Faiz Ahmad Faiz, poète pakistanais

Ces mots du poète pakistanais Faiz Ahmad Faiz en exergue de ce papier ne pourraient pas résonner davantage en moi aujourd’hui, quand bien même je les lis quarante ans après sa mort. La réalité que le monde nous présente actuellement rend à peu près insignifiantes toutes les peines de cœur que j’ai pu éprouver par le passé, quand on voit à quel point et dans quelles proportions les cœurs se brisent aujourd’hui à l’échelle planétaire. Dans ma pratique curatoriale, j’ai beaucoup réfléchi dernièrement au phénomène du “cœur brisé” (heartbreak), et au rôle que la pensée artistique (par la poésie et par l’art) peut tenir dans la guérison d’un cœur en morceaux. Mon projet de commissariat, “Recipes for Broken Hearts”, ouvrira le 5 septembre 2025 et constituera la première édition de la Biennale de Boukhara, en Ouzbékistan.

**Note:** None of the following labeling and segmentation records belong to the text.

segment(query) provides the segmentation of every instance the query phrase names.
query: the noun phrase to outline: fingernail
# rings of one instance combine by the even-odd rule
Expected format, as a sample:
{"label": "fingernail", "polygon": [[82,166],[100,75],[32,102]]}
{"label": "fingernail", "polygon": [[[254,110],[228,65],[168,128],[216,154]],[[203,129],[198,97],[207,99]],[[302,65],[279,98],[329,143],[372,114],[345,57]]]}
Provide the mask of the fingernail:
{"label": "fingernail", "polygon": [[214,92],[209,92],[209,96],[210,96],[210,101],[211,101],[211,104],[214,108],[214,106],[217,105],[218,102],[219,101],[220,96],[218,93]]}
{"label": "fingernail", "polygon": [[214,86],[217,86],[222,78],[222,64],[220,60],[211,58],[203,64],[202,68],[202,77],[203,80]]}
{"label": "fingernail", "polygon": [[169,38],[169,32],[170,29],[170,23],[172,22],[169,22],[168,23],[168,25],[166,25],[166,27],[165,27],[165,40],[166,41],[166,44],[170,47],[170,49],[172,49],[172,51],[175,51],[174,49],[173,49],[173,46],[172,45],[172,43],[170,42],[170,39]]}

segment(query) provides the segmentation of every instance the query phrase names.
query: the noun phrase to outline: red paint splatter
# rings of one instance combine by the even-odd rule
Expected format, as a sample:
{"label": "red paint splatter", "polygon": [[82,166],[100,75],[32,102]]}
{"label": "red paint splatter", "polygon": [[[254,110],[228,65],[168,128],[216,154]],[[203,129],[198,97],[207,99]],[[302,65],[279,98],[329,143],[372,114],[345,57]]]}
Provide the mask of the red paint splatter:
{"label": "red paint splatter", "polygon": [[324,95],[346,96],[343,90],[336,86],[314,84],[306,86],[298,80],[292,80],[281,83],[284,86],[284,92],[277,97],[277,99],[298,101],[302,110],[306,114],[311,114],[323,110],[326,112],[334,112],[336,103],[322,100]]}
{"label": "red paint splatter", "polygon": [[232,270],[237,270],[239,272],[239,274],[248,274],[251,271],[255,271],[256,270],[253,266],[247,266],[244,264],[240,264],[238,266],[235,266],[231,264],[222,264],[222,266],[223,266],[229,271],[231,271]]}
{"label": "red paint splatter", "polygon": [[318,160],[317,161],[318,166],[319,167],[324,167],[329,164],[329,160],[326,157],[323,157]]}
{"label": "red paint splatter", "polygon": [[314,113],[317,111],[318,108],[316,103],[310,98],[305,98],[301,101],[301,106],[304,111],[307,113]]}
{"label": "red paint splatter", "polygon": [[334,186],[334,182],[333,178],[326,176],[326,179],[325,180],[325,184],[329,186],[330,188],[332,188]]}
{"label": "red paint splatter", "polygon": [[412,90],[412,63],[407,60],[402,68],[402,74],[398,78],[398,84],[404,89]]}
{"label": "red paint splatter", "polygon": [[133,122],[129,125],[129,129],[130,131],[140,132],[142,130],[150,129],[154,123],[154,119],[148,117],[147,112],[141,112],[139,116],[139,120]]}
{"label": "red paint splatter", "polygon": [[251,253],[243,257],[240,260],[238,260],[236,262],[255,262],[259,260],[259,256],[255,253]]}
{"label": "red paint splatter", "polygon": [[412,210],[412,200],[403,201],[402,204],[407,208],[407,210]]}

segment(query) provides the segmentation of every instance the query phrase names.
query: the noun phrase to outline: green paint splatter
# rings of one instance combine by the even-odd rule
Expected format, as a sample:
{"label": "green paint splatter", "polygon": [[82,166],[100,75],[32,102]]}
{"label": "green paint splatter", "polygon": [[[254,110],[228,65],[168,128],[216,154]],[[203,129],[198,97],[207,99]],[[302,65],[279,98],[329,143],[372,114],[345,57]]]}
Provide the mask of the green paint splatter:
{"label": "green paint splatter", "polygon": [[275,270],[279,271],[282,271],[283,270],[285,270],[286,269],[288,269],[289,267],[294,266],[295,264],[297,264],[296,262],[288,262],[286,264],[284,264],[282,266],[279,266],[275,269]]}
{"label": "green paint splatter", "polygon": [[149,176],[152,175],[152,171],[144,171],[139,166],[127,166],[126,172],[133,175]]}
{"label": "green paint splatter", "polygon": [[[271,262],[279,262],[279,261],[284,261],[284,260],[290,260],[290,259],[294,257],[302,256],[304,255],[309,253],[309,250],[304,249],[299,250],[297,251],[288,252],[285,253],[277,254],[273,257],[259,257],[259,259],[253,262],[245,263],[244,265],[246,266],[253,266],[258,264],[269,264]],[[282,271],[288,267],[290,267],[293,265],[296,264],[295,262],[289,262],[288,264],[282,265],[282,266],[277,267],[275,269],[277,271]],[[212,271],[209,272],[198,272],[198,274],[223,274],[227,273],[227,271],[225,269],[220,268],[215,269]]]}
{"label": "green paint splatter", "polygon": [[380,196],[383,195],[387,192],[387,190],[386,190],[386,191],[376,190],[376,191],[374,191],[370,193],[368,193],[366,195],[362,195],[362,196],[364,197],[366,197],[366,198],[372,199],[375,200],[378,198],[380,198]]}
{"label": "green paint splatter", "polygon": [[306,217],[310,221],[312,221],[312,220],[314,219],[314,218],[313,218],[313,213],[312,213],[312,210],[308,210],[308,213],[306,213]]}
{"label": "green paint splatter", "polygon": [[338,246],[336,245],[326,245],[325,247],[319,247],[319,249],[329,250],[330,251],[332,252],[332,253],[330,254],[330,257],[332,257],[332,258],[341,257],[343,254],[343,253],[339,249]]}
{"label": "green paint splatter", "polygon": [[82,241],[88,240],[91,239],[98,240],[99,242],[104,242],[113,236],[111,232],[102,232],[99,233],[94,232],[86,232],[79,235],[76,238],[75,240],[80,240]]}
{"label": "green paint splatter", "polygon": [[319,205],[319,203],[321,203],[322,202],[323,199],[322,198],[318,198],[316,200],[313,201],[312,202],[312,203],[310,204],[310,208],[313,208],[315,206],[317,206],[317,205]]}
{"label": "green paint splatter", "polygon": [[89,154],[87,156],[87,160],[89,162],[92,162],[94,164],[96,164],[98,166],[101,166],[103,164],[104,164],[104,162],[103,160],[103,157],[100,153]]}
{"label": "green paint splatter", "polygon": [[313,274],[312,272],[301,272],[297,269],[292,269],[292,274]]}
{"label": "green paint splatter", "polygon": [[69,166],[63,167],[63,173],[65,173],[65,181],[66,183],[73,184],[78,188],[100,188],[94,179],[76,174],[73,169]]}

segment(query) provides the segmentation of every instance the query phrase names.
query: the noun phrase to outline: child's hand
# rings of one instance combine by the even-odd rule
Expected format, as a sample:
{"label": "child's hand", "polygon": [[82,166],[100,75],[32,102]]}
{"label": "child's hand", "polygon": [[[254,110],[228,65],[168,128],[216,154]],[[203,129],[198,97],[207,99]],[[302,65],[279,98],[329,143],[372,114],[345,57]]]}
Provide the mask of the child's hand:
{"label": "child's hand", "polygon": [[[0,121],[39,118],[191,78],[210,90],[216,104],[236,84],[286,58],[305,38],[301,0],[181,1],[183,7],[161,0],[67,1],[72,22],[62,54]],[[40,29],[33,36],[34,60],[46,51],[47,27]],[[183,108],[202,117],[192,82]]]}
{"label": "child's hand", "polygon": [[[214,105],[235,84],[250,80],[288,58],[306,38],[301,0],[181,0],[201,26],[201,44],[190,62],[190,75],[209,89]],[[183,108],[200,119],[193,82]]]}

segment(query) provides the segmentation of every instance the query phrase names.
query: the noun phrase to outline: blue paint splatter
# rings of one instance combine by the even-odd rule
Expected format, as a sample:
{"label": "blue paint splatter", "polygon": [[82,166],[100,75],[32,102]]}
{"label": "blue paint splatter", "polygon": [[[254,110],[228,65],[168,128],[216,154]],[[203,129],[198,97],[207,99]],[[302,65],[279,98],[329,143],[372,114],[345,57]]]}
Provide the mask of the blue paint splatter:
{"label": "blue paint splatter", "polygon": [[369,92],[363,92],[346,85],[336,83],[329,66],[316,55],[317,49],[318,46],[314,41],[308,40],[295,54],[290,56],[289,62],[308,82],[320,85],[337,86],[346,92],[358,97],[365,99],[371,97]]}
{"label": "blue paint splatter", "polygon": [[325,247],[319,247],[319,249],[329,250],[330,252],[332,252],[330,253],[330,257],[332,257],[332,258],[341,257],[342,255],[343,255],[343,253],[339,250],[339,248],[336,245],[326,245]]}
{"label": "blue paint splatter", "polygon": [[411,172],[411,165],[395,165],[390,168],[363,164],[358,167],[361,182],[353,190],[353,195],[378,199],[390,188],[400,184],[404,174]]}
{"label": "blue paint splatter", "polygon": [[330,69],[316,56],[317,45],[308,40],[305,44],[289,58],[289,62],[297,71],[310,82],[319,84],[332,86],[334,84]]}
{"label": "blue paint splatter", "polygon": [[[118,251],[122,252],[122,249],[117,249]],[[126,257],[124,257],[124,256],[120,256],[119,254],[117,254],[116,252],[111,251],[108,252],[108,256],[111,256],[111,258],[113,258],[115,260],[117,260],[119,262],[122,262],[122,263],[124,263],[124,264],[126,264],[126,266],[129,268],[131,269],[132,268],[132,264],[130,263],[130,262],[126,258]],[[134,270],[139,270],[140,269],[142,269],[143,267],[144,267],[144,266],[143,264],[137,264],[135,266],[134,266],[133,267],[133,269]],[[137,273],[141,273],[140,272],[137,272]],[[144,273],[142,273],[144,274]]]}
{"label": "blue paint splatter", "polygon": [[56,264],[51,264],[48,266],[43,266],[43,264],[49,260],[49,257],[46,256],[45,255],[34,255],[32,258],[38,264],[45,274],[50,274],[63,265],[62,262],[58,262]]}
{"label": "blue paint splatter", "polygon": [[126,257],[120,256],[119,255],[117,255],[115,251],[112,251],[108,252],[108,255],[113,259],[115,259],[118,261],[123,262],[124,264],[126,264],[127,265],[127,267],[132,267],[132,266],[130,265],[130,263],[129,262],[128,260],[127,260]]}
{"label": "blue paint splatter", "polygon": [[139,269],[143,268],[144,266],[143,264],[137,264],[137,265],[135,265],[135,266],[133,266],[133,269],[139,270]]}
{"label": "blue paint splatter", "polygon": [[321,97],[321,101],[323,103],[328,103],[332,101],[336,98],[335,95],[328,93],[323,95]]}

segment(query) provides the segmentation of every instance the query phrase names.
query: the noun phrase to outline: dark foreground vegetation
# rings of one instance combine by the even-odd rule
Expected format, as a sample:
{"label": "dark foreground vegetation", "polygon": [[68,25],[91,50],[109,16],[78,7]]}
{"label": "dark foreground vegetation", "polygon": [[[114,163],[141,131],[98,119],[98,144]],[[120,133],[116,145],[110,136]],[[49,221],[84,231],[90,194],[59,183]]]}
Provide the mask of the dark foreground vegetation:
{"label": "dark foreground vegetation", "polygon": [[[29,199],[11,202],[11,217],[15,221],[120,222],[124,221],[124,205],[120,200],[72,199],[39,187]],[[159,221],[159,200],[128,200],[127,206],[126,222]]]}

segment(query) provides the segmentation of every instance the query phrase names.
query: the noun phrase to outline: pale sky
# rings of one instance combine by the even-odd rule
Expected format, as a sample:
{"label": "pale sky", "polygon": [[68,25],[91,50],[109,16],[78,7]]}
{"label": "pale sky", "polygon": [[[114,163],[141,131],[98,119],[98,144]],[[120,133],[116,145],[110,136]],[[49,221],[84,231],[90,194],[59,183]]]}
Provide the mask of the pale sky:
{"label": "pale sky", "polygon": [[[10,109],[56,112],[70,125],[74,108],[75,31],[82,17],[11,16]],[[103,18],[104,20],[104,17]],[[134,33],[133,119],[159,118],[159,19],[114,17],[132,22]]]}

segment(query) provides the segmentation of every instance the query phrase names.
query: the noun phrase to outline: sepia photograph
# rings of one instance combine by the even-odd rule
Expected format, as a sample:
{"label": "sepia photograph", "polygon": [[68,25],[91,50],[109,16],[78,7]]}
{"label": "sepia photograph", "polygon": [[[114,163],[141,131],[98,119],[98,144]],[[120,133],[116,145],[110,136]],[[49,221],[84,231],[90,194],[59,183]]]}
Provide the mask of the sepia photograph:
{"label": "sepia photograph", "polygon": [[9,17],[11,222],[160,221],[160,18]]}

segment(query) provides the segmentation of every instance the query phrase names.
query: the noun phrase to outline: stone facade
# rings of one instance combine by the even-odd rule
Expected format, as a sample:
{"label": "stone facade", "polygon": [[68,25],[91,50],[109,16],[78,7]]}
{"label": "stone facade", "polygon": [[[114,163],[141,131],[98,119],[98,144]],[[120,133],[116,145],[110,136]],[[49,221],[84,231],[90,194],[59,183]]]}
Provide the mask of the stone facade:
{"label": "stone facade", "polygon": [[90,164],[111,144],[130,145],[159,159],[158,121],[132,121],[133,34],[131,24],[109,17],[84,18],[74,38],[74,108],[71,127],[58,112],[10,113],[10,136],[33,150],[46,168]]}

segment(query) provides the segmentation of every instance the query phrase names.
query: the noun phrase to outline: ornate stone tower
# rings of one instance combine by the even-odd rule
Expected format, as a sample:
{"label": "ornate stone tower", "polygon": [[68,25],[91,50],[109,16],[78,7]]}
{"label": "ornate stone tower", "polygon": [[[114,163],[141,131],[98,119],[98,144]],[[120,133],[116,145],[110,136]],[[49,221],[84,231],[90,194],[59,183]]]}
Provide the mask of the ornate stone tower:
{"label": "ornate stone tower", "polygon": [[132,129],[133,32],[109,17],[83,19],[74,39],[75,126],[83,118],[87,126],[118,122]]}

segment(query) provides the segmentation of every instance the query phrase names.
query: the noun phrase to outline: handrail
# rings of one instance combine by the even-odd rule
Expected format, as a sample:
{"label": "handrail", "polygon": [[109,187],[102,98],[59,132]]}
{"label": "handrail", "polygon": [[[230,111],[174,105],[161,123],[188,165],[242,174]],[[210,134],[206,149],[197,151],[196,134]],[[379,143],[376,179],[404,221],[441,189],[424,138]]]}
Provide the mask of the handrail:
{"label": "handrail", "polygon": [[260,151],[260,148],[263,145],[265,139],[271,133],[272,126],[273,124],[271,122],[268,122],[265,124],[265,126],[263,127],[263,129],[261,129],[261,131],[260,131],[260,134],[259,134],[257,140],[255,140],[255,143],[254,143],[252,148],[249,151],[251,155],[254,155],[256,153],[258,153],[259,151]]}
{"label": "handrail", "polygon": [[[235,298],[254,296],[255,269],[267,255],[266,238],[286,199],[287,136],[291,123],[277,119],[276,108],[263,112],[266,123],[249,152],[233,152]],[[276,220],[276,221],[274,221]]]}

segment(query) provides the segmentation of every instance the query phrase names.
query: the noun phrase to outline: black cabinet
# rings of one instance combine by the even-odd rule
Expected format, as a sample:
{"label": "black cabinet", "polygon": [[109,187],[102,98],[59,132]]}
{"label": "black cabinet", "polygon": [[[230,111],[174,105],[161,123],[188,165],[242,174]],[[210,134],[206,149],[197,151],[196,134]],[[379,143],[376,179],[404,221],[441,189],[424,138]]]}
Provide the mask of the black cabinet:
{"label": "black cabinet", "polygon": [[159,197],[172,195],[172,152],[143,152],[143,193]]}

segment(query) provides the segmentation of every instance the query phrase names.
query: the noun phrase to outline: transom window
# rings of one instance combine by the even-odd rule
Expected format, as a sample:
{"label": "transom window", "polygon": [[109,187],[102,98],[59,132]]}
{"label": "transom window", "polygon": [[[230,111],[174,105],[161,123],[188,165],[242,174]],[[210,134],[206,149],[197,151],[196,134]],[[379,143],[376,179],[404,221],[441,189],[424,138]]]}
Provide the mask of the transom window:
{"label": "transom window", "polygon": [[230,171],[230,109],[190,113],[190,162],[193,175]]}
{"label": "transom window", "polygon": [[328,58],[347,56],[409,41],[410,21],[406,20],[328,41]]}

La première Biennale de Boukhara, en Ouzbékistan

Coïncidence intéressante, Faiz Ahmad Faiz s’est lui aussi rendu en Ouzbékistan en 1958, pour cofonder, à Tachkent, l’Association des écrivains afroasiatiques. Je prépare cette biennale en même temps que je travaille à la 7e édition du Dhaka Art Summit (DAS), qui a également pour thème cette année le “cœur brisé”, en écho au chagrin d’amour vécu par un jeune visiteur de notre édition 2023. Ce dernier avait inscrit, sur les murs de l’exposition du DAS, des messages destinés à une certaine Tondra, parmi lesquels : “Tout le monde est ici, mais toi, tu manques à ma vie.” Tous ces projets sur lesquels je travaille ont en commun un refus de capituler quand le cœur se brise, en cherchant plutôt à apprendre, à guérir et à métamorphoser, en surmontant la rupture.

Gulnoza Igarsheva, capture du film Devordagi bolalik suratim (2023).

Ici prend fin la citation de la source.